For those of you who were around when Nokia ruled the mobile phone scene, and there was no such thing as a smartphone yet, let alone a color display on your handset, I am quite sure that you would have come across the Nokia Communicator. Sure, it was far from being the most svelte nor smallest handset out there, but in terms of raw computing power among phones, not many others came close. We are talking about a mobile device that is capable of letting you work on your documents on the go, arriving in a horizontal clamshell form factor. Open it up and you will be presented with a QWERTY keyboard to make life easier when it comes to typing out long documents.
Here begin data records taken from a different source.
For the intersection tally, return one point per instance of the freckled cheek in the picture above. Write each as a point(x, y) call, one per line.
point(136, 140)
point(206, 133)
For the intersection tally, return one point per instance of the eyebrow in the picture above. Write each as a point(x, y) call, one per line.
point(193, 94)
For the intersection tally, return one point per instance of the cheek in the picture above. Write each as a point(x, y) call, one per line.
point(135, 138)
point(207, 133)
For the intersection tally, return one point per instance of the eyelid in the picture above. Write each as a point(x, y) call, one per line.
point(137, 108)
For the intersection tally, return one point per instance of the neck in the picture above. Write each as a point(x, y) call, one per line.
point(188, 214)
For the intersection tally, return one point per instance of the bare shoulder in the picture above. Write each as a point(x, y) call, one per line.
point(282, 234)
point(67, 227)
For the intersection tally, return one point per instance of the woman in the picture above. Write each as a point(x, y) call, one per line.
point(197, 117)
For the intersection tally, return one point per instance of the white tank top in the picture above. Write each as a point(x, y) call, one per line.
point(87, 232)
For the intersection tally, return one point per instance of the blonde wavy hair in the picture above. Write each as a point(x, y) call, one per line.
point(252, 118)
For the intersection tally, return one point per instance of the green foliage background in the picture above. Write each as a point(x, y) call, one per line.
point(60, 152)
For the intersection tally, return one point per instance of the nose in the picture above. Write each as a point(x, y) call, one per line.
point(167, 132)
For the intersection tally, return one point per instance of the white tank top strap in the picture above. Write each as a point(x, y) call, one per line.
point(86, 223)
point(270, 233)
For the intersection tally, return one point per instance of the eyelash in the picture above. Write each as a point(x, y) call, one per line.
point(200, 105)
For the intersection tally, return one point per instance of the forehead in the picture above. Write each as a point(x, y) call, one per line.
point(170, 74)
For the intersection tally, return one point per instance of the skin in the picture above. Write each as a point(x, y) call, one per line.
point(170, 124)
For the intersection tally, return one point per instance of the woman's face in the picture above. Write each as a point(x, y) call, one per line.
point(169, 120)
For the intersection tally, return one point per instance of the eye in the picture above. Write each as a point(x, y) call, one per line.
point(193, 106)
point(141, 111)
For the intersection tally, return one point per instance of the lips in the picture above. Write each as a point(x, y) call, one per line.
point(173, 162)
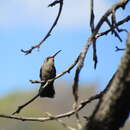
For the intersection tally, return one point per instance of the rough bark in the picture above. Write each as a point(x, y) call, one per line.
point(113, 108)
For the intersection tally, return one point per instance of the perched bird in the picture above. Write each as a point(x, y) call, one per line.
point(48, 71)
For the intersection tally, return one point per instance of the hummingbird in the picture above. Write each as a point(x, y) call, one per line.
point(48, 71)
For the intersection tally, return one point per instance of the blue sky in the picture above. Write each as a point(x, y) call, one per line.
point(24, 23)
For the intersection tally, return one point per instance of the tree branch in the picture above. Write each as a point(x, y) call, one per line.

Well, the Communicator family did not last that long down the road, not with the advent of true blue smartphones. In fact, the netbook ended up being hugely popular for a while as the portable computing device of choice that offers a decent level of productivity without bogging you down, but even so, it was phased out eventually with most major PC manufacturers ditching the netbook line altogether. Newsmy of China has not, however, and decided to breathe new life into the netbook world with a netbook/tablet hybrid that they call the Newman Q20.
The Newman Q20 is an 8.9” device that runs on an Intel Atom processor, sporting an adjustable touchscreen display which allows you to use it as a tablet as and when required. A QWERTY keyboard, touchscreen display, a 1.6GHz Intel Atom N2600 Cedar Trail dual-core processor, 2GB RAM, 32GB of internal memory, an 8.9” 1024 x 600 pixel touchscreen display, Wi-Fi, Bluetooth, Ethernet and HDMI connectivity and a front-facing camera rounds off the list of specifications, all running on Windows 8.